NP Rank:
vanishing beef
Where's the beef? It disappeared.
The last (confirmed) number for total cattle in the U.S. (beef, dairy, calves, etc.) was 94,521,000 for 2009, which was way down from past years' numbers of over 100 million head.
The 2009 supplies of beef from domestic production, worked out to 61.4 pounds per capita for the year, also way down from past supplies of at least 75 pounds (retail weight).
Since then it's worse. The new numbers for 2010 and 2011 will be issued next week by the U.S. Department of Agriculture, which "officially" projects a 3.5- to 4-percent drop of U.S. beef output in 2012 from 2011, and continuing drop in cattle numbers.
With any supportive intervention, ranchers would hang on and rebuild herds and resume production. They know how to do it. Washington remains hands-off, as food supply capacity shuts down.
A few comparative features of the crisis:
U.S. Total Cattle Inventory
1980: 111,242,000
1990: 95,816,000
2000: 98,198,000
2009: 94,521,000
U.S. Beef Production, Pounds Per Capita (retail weight)
1980: 76.7
1990: 67.7
2000: 67.5
2009: 61.4
U.S. cattle herds are in an unprecedented "liquidation mode," in the words of Dr. Derrell Peel, Oklahoma State University beef expert, in a briefing Dec. 15, 2011, on the webpage series "Beef Short Course" given by University of Nebraska-Lincoln.
Speaking on the topic of "Beef Cattle Numbers and Outlook," Peel said that in the past, we may have gone through "cycles" of cattle numbers and beef production -- that is, ups and downs of herd size reasons of price, weather episodes, and so on, but that's not the situation now. We are in a new domain. He said:
We "find ourselves in this situation from a number of standpoints... This industry has gotten smaller and smaller over time to a point now, where if you look at inventory [beef cattle], relative to beef production [in volume]" we are in trouble.
..."As the industry has gotten smaller in numbers, we've maintained beef production most of the time [by higher yield per animal, by carefully maintaining breeding stock, etc., in other words, through good animal husbandry practices, and ranchers withstanding heavy financial losses--MGM]...and you can do that for a while, as inventory gets smaller, but at some point in time, you lose the ability to maintain production.
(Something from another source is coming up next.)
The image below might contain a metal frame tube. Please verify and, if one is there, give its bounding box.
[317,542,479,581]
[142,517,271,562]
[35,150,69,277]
You just don't have enough animals to maintain production...."
In 2012, we are going to see a drop in production of about 3.5 to 4 percent year on year. "That's a sign that this industry has reached a point that we cannot maintain production...with the level of animals that we have in this industry."
The drought in the Southern Plains has been "particularly devastating," Dr. Peel said, adding that U.S. beef production is falling backwards to the tonnage level of the early 1960s.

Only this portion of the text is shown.